Links im Bild ist das Heck einer weiteren Maschine von Antonov Airlines - einer An-12, die auf einem regulären Frachtkurs in Wien war, zu erkennen. Der neue Tower des Wiener Flughafens war erst zwei Jahre vor dem Besuch der An-22 in Betrieb genommen worden.
Im Hintergrund sind die drei alten Hangars zu sehen, die von der deutschen Luftwaffe 1938 errichtet wurden. 2014/2015 wurden diese Gebäude abgerissen, um zusätzliche Parkpositionen auf dem Vorfeld zu schaffen.
Neben der An-22 befinden sich auf dieser Aufnahme gleich zwei weitere "historische" Flugzeuge: Eine AUA Boeing 737 in Lauda Air Sonderlackierung und eine Maschine der Air Berlin.
Man beachte die Einstiegstüre beim Fahrwerk unter der Tragfläche.
Die Crew besteigt ihre Maschine ...
"Cleared for taxi to Runway 34 ..."
Auf dem rechten Bildrand sind eine ehemalige MD-87 der AUA sowie die MD-83, OE-LRW, der MapJet zu erkennen. Auch die MD-80 ist schon lange nicht mehr am Flughafen Wien zu sehen ...

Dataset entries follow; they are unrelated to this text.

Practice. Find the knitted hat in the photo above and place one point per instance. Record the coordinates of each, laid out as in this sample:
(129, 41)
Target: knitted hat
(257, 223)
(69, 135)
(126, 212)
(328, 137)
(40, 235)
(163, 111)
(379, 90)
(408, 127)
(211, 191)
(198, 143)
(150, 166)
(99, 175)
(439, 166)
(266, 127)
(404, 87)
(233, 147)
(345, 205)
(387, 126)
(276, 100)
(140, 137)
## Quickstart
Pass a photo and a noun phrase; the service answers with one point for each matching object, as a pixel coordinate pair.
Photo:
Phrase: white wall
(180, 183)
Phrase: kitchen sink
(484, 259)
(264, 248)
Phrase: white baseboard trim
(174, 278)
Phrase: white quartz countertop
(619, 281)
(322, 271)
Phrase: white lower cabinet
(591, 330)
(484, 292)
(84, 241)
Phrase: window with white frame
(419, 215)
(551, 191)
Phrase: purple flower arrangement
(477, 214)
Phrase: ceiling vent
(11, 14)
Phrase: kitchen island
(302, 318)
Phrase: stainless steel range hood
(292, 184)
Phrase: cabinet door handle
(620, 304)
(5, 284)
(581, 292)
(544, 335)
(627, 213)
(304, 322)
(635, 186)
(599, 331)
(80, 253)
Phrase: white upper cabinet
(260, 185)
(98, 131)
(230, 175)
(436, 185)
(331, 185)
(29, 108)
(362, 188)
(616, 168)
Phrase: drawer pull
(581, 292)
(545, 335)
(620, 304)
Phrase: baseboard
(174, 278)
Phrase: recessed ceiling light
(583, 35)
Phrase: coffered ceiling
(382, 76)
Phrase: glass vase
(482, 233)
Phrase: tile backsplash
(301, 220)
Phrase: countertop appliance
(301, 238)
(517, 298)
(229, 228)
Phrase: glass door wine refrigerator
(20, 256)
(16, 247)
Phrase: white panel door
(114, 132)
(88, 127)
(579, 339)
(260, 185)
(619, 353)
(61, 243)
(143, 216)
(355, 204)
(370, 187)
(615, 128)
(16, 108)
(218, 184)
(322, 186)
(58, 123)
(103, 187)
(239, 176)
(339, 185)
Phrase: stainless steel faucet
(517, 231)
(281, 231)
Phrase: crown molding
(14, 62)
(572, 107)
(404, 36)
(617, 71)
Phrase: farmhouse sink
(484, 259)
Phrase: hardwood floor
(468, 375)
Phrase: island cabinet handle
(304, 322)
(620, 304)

Diese weltweit einzige zivil genutzte An-22 wurde am 24. Februar 2022, dem Tag als russische Truppen auf Befehl des Diktators und Kriegsverbrechers Wladimir Putin die Ukraine völkerrechtswidrig überfielen, auf dem Flughafen Kiew-Hostomel schwer beschädigt. Dass das mittlerweile etwa 50 Jahre alte Flugzeug jemals wieder abheben wird, ist unwahrscheinlich - und damit wird die Erinnerung an den Besuch der An-22 in Wien umso wertvoller.

Übrigens: Ein Exemplar dieses Meisterwerks ukrainischer Ingenieurskunst befindet sich im Technikmuseum Speyer und kann dort auch von innen besichtigt werden.